# 2006 Jetta 2.5 iPod Integration w/ "Mix" button instead of "Sat" button



## crazyfoool (Feb 28, 2009)

I just bought a 2006 Jetta, and it has the "Mix" button instead of the "Sat" button. My first purchase is going to be an iPod integration kit. Since the factory option iPod integration is a joke, I was considering the Peripheral PXAMG. However, I heard these things only display text for the units that have the "Sat" button.
Since the two look the same, I was wondering if it would display text if it had the "Mix" button like mine.
I am also considering buying a radio from a 2007 Jetta which does have the "Sat" button. I suspect that I won't be able to get the Satellite radio working since it won't be hooked up, but I'm okay with that as long as I can get the iPod integration fully working.

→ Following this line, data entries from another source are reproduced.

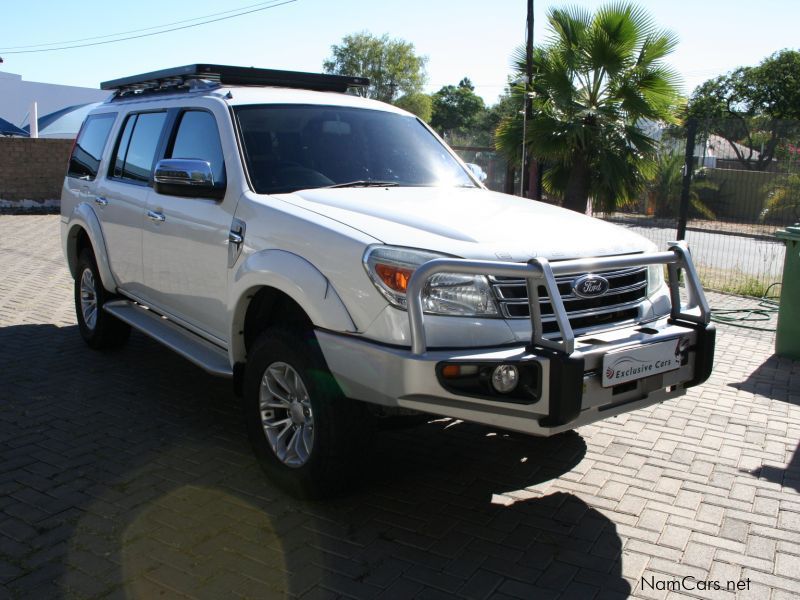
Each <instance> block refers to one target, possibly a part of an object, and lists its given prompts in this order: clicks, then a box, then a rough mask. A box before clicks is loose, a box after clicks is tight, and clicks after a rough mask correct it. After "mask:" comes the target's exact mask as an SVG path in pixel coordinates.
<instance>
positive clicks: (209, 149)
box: [167, 110, 225, 185]
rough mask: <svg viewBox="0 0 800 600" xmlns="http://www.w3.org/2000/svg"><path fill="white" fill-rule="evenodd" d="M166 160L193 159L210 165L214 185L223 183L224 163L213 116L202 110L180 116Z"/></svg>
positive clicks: (221, 150) (224, 171) (216, 126)
mask: <svg viewBox="0 0 800 600" xmlns="http://www.w3.org/2000/svg"><path fill="white" fill-rule="evenodd" d="M167 158H194V159H199V160H205V161H207V162H208V163H209V164H210V165H211V172H212V173H213V174H214V184H215V185H217V184H224V183H225V161H224V160H223V158H222V145H221V144H220V141H219V132H218V131H217V122H216V121H215V120H214V116H213V115H212V114H211V113H208V112H206V111H203V110H187V111H186V112H184V113H183V114H182V115H181V120H180V123H179V125H178V132H177V134H176V135H175V141H174V142H173V144H172V150H171V151H170V152H168V153H167Z"/></svg>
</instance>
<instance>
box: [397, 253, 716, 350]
mask: <svg viewBox="0 0 800 600" xmlns="http://www.w3.org/2000/svg"><path fill="white" fill-rule="evenodd" d="M649 265H667V272H668V285H669V290H670V300H671V303H672V310H671V317H672V318H673V319H679V320H683V321H689V322H692V323H699V324H704V325H705V324H708V323H709V321H710V320H711V311H710V309H709V306H708V302H707V301H706V297H705V294H704V293H703V288H702V286H701V285H700V279H699V277H698V275H697V271H696V270H695V268H694V264H693V263H692V258H691V255H690V254H689V249H688V246H687V245H686V242H670V243H669V250H667V251H666V252H656V253H651V254H628V255H624V256H609V257H600V258H581V259H575V260H564V261H558V262H555V263H551V262H550V261H549V260H547V259H546V258H533V259H531V260H530V261H528V262H527V263H511V262H496V261H488V260H465V259H451V258H437V259H434V260H431V261H428V262H426V263H424V264H423V265H421V266H420V267H419V268H417V270H416V271H414V273H413V275H412V276H411V279H410V280H409V282H408V290H407V295H406V298H407V301H408V319H409V325H410V329H411V351H412V353H414V354H417V355H421V354H424V353H425V352H426V351H427V342H426V339H425V315H424V310H423V306H422V294H423V292H424V289H425V284H426V283H427V282H428V280H429V279H430V278H431V277H432V276H433V275H436V274H437V273H458V274H464V275H486V276H489V275H491V276H495V277H518V278H522V279H525V281H526V282H527V287H528V301H529V303H530V309H531V310H530V315H531V317H530V318H531V327H532V331H533V334H532V336H531V343H532V344H533V345H534V346H540V347H543V348H549V349H552V350H557V351H559V352H563V353H565V354H572V353H573V352H574V351H575V334H574V332H573V331H572V327H571V325H570V323H569V318H568V315H567V311H566V309H565V308H564V302H563V301H562V299H561V294H560V293H559V292H558V285H557V284H556V277H557V276H563V275H578V274H580V273H591V272H596V271H605V270H611V269H624V268H628V267H644V266H649ZM681 270H683V271H684V273H685V280H686V295H687V303H686V304H685V305H683V304H682V303H681V298H680V289H679V283H680V271H681ZM540 286H544V288H545V290H546V292H547V295H548V297H549V298H550V303H551V305H552V307H553V315H554V316H555V321H556V323H557V325H558V330H559V333H560V336H561V339H560V340H549V339H546V338H545V337H544V335H543V328H542V315H541V310H540V306H539V287H540Z"/></svg>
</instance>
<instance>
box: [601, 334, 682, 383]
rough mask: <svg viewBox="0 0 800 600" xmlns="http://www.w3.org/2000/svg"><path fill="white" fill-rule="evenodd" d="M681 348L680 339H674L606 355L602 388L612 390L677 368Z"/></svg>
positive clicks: (622, 350) (615, 352)
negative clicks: (610, 388) (627, 382)
mask: <svg viewBox="0 0 800 600" xmlns="http://www.w3.org/2000/svg"><path fill="white" fill-rule="evenodd" d="M681 346H682V340H681V338H675V339H672V340H667V341H664V342H655V343H653V344H644V345H642V346H636V347H634V348H626V349H624V350H617V351H614V352H609V353H608V354H606V355H605V356H604V357H603V380H602V386H603V387H613V386H615V385H619V384H621V383H627V382H629V381H635V380H637V379H642V378H644V377H649V376H650V375H657V374H659V373H666V372H668V371H674V370H676V369H678V368H680V366H681V361H682V359H683V352H682V351H681Z"/></svg>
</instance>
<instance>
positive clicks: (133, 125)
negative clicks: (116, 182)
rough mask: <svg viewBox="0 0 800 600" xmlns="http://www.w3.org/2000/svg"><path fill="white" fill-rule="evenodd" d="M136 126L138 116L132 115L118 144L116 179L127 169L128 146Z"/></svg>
mask: <svg viewBox="0 0 800 600" xmlns="http://www.w3.org/2000/svg"><path fill="white" fill-rule="evenodd" d="M135 124H136V115H130V116H129V117H128V118H127V119H126V120H125V128H124V129H123V130H122V136H120V138H119V143H118V144H117V154H116V156H115V157H114V177H122V169H123V168H124V167H125V155H126V154H127V153H128V144H130V141H131V133H132V132H133V126H134V125H135Z"/></svg>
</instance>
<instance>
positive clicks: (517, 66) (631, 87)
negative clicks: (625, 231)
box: [496, 3, 678, 212]
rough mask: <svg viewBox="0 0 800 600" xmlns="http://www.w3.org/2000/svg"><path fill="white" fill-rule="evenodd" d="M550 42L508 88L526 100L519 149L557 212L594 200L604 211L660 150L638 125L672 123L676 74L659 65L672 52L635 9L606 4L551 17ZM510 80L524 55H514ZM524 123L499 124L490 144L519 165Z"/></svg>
mask: <svg viewBox="0 0 800 600" xmlns="http://www.w3.org/2000/svg"><path fill="white" fill-rule="evenodd" d="M547 21H548V28H549V31H550V39H549V40H548V43H547V45H545V46H542V47H537V48H535V49H534V52H533V81H532V82H531V83H530V85H527V86H523V85H521V84H519V85H516V86H514V88H513V93H512V96H515V97H516V98H517V106H519V107H520V109H521V107H522V105H523V102H522V98H523V93H525V92H528V93H532V94H533V96H534V97H533V100H532V103H533V116H532V118H531V119H530V120H529V121H528V123H527V130H526V139H525V142H526V145H527V147H528V149H529V151H530V152H532V155H533V156H535V157H536V158H537V159H539V160H540V161H544V162H545V164H546V171H545V173H544V185H545V189H546V190H547V191H548V193H550V194H552V195H555V196H558V197H560V198H562V200H563V206H564V207H565V208H569V209H572V210H575V211H578V212H585V210H586V205H587V200H588V198H589V196H590V195H591V196H592V197H593V198H594V200H595V202H596V203H597V204H598V207H601V208H605V209H609V208H613V207H614V206H615V205H616V204H617V203H620V202H623V201H626V200H628V199H630V198H632V197H634V196H635V195H636V194H637V193H638V192H639V191H640V190H641V189H642V187H643V185H644V182H645V179H646V176H647V175H648V174H649V173H650V172H651V171H652V168H653V163H654V160H655V158H656V154H657V144H656V143H655V141H654V140H653V139H652V138H650V137H649V136H648V135H646V134H645V133H644V132H643V131H642V130H641V129H640V128H639V127H638V126H637V125H638V124H639V123H640V122H641V121H642V120H651V121H658V122H672V121H673V120H674V107H675V103H676V99H677V96H678V89H677V82H678V77H677V75H676V73H675V72H674V71H673V70H672V69H671V68H669V67H668V66H667V65H666V64H665V63H664V58H665V57H666V56H667V55H668V54H670V53H671V52H672V51H673V49H674V48H675V46H676V44H677V38H676V37H675V36H674V35H673V34H672V33H670V32H667V31H664V30H660V29H658V28H657V27H656V26H655V24H654V23H653V21H652V20H651V19H650V17H649V16H648V15H647V14H646V13H645V12H644V11H643V10H642V9H640V8H638V7H636V6H635V5H633V4H628V3H613V4H608V5H605V6H603V7H601V8H599V9H598V10H597V11H596V12H595V13H594V14H592V13H590V12H587V11H585V10H584V9H582V8H567V9H551V10H550V11H549V12H548V15H547ZM515 64H516V70H517V75H518V76H521V75H522V74H524V72H525V50H524V49H518V50H517V52H516V53H515ZM522 129H523V123H522V117H521V116H519V115H515V116H514V117H512V118H507V119H505V120H504V121H503V122H502V123H501V124H500V126H499V127H498V130H497V136H496V139H497V145H498V148H499V149H500V150H502V151H503V152H504V153H505V154H506V155H507V156H508V158H509V159H510V160H514V161H516V160H519V154H520V141H521V140H522Z"/></svg>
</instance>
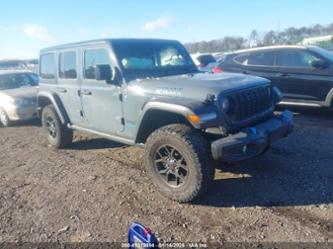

Is this an easy install?



_Modified by crazyfoool at 2:03 AM 2-28-2009_


----------



## crazyfoool (Feb 28, 2009)

Anybody?


----------



## crazyfoool (Feb 28, 2009)

Anyone?


----------



## Philly_NickM (Mar 17, 2007)

*Re: (crazyfoool)*

I didn't have much luck with the Peripheral PXAMG in my GLI. I have the "sat" button and factory sirius radio as well as the ipod. If you are just using an ipod it may be okay.
I would reccomend the Dension Gw16vc1, but you probably don't have the highline MFD, so that won't work any better than the factory adapter unfortunately. Swapping radios and trying the pxamg might be your best choice.
Another way to go would be to just dump the factory head units and get an aftermarket head unit that offers ipod integration. Something from Pioneer might work great for this...
Changing radios in these cars is pretty easy. Just go slow and try not to break anything. Go read the FAQ sticky in the MkV forum, they have step by step instructions on how to remove the factory head unit.


_Modified by Philly_NickM at 1:27 PM 3-4-2009_


----------